DaVita enters the week after earnings on a completely different footing than it started — a Deutsche Bank upgrade to Buy with a $220 target has reset the debate on a stock that most of the Street had treated as dead money.
Q1 results dropped Tuesday evening and they were unambiguous. Adjusted EPS of $2.87 beat the $2.32 consensus by a wide margin. Revenue of $3.416 billion cleared estimates of $3.356 billion. Full-year 2026 adjusted EPS guidance was lifted to $14.10–$15.20, versus the prior range of $13.60–$15.00 and well above the $13.98 market estimate. The stock responded — up 1.9% on Wednesday and 4.6% on the week to close at $157.04, extending a 7.9% one-month run.

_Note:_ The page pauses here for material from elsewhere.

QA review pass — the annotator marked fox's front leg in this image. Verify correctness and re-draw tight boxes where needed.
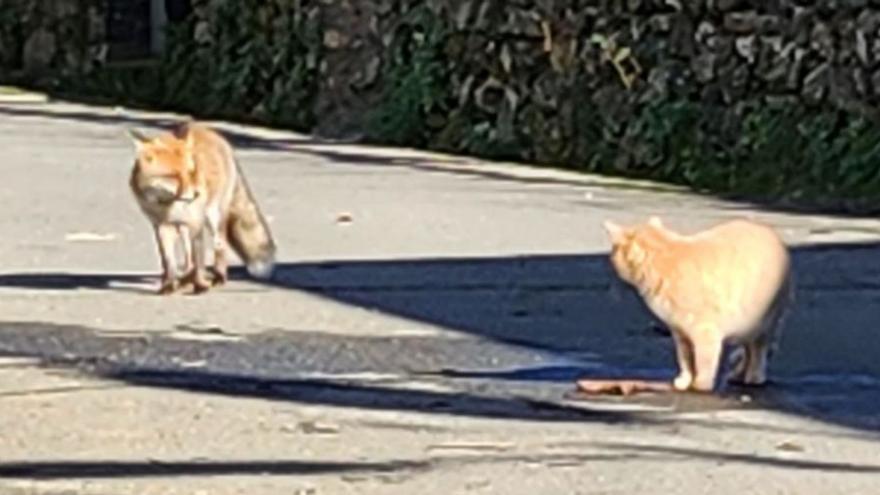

Deutsche Bank's Pito Chickering moved swiftly. The upgrade to Buy from Hold came with a target of $220 — up sharply from the prior $126 — putting Chickering's call roughly 40% above the current price. That move alone dominates the analyst picture this week, particularly because it arrived the morning after a strong beat-and-raise. The broader Street remains more cautious. UBS carries a Buy with a $190 target (raised from $186 in February), while Barclays sits at Equal-Weight with a $158 target and BofA has an Underperform rating. The consensus mean price target of $167 sits only modestly above the current price, meaning most of the Street has yet to reprice the improved guidance trajectory. The factor scores corroborate the EPS story: DaVita ranks in the 79th percentile for earnings surprise and the 76th percentile for forward EPS growth, with 30-day EPS momentum in the 72nd percentile.
Short positioning tells a more nuanced story than the bullish surface implies. SI has climbed to 8.6% of free float — up roughly 7.3% over the past month — which places genuine short conviction in the mix even after a strong earnings print. That build began in mid-April, when shares outstanding on loan jumped from around 5.6 million to 6.2 million in the space of a week. The shorts didn't flee after the Q1 beat: positions held steady into and through the print. Official FINRA data, based on the April 15 settlement, put the figure at 5.91 million shares with days-to-cover of 8.6, reinforcing that a meaningful unwind would require time. Borrowing, however, remains cheap at 0.44% APR. The borrow market is comfortably loose — availability has room to absorb new short demand without squeezing existing positions. The ORTEX short score has drifted higher through the week, reaching 67.5 — consistent with growing directional conviction on the short side, even if the trade has not paid off this week.
Options sentiment has shifted decisively in the bulls' favour. The put/call ratio hit 0.791 on Tuesday — the lowest reading of the past 52 weeks and nearly two standard deviations below its 20-day average of 0.87. In practical terms, call buyers are dominating the options market to a degree not seen all year. That's the kind of positioning reset that often follows an earnings beat and a high-profile analyst upgrade arriving in the same 24-hour window. It contrasts sharply with where the PCR sat just two weeks ago, when it was trading north of 0.89 and the earnings release hadn't yet catalysed any directional shift.
The ownership picture carries its own subplot. Berkshire Hathaway — holding roughly 45% of DaVita — sold 1.22 million shares on May 1 at around $149.84, raising approximately $182.7 million. That's a notable trim from Warren Buffett's vehicle, even if the position remains the dominant one on the register. A cluster of executive sells on March 13 — the CFO, COO, Chief Legal Officer and Chief Compliance Officer all disposing of shares at $150.72 — adds to the insider-selling narrative over the 90-day window, where net insider activity totals $204.7 million in sales. Berkshire's trim came before the earnings beat and before the stock cleared $157; the post-print price may colour how the market interprets any follow-through selling.
The next scheduled earnings event is June 4, which is unusually close — less than four weeks away. Between now and then, the question the tape will be working through is whether the consensus price target, currently lagging the Deutsche Bank call by a wide margin, migrates higher as other analysts are forced to respond to the guidance raise.